Os futuros de açúcar demerara fecharam em queda expressiva ontem na Bolsa de Nova York (ICE Futures US) e devolveram boa parte dos ganhos obtidos na semana passada. Mais uma vez, o fator de pressão foi o câmbio. A avaliação no mercado é de que o dólar em alta pode fazer com que as cotações testem novamente o suporte psicológico de 10,50 cents por libra-peso hoje.

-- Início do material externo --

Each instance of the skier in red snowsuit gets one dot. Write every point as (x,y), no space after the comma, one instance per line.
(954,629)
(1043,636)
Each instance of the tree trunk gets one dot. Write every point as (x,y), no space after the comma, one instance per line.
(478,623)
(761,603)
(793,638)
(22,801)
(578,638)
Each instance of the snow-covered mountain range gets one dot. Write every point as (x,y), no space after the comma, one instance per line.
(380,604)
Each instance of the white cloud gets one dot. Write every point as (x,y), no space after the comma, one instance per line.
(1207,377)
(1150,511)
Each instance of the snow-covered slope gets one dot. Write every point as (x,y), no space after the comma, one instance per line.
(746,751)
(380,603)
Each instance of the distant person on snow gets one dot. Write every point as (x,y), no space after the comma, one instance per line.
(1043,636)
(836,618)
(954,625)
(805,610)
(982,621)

Nesta segunda-feira, a moeda norte-americana avançou 1,40%, para R$ 3,6330, com máxima no dia de R$ 3,6830, maior nível desde dezembro de 2002. Os ganhos refletiram a proposta de Orçamento de 2016 enviada ao Congresso pelo governo com perspectiva de déficit de R$ 30 bilhões.
Além do câmbio, pesou também o sentimento de que a entrega de açúcar contra a tela de outubro, que expira em 30 de setembro, será tão volumosa quanto às anteriores, indicando fraqueza do mercado físico. Só para relembrar, a entrega referente a maio de 2015 somou quase 2 milhões de toneladas e a de julho, 470 mil toneladas.
Tal percepção explica por que outubro perdeu mais que os outros contratos ontem. Outubro caiu 28 pontos (2,55%) e fechou em 10,69 cents/lb, com máxima no dia de 10,97 cents/lb (estável) e mínima de 10,56 cents/lb (menos 41 pontos). Março recuou 19 pontos (1,59%) e terminou em 11,77 cents/lb. O spread outubro/março variou de 99 para 108 pontos de prêmio para o segundo contrato da tela.
O Indicador de Açúcar calculado pelo Centro de Estudos Avançados em Economia Aplicada (Cepea/Esalq/USP) encerrou a segunda-feira em R$ 47,12/saca, baixa de 0,28% ante a véspera. Em dólar, o índice ficou em US$ 12,97/saca (-1,67%).
Conforme o centro de estudos, as exportações de açúcar voltaram a remunerar mais do que a comercialização interna, após seis meses de desvantagem. De 24 a 28 de agosto os embarques renderam 4,68% mais que as vendas no spot paulista. Enquanto a média semanal do Indicador de Açúcar Cristal Cepea/Esalq foi de R$ 47,07/saca, as cotações do contrato com vencimento em outubro na ICE Futures US equivaleriam a R$ 49,27/saca.
"O prêmio de qualidade do açúcar cristal Icumsa 150 para exportação seguiu firme e as cotações do demerara voltaram a subir na Bolsa de Nova York", explica o centro de estudos, em relatório. "Além disso, a valorização de 3% do dólar frente ao real no comparativo das duas últimas semanas também reforçou a retomada da vantagem das exportações", conclui.